The Great Knock called C.S. Lewis the brightest student he ever taught, says Lewis scholar, James Como. And, all of Lewis' study paid off as he was accepted to University College at Oxford University in the spring of 1917.
His time at Oxford was interrupted by World War I and he was commissioned as a second lieutenant in 3rd Battalion, Somerset Light Infantry. His roommate during training was Edward Courtnay Francis "Paddy" Moore, and the two men promised to look after each other's families if anything happened to one of them during the war.
Lewis celebrated his 19th birthday on the front lines in the Sommes Valley in France. The following year he was briefly hospitalized with trench fever, then returned to his unit and was wounded at the Battle of Arras. He briefly returned to duty and was discharged in late 1918 and returned to Oxford.
His friend Paddy was not so fortunate. Moore was killed in battle and buried in the field just south of Peronne, France in 1918.

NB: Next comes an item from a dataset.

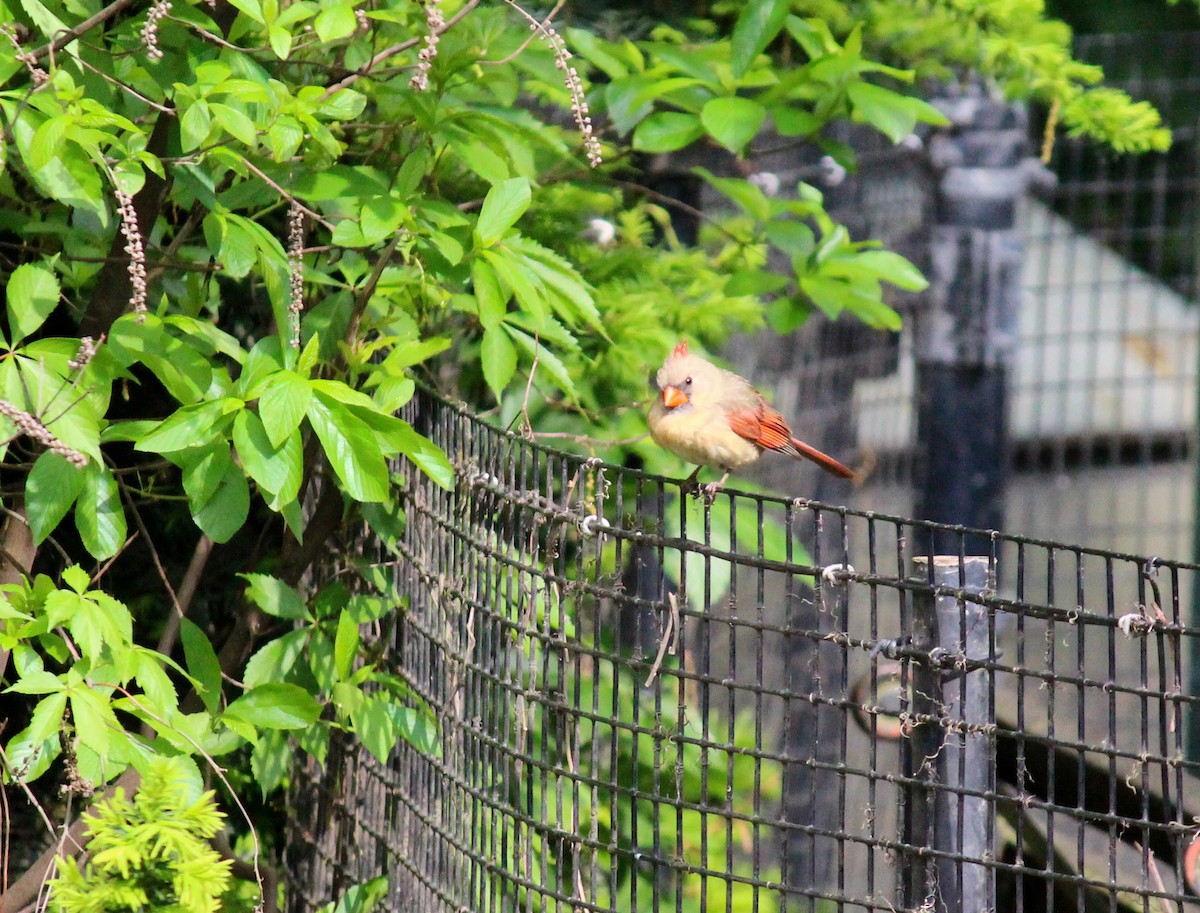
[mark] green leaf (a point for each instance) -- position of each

"It coarsened him. It hardened him. He saw blood and gore around him. I think it reaffirmed his atheism in his own mind," James Como said.
Lewis was determined to fulfill his part of the bargain he and Paddy had made, and Mrs. Janie King Moore became a surrogate mother to him. It wasn't long before he was living with Moore and her daughter Maureen.
In 1919, Lewis published his first work outside of a school magazine. "Death In Battle," a reflection on Paddy Moore's death, was published in "Reveille" in February.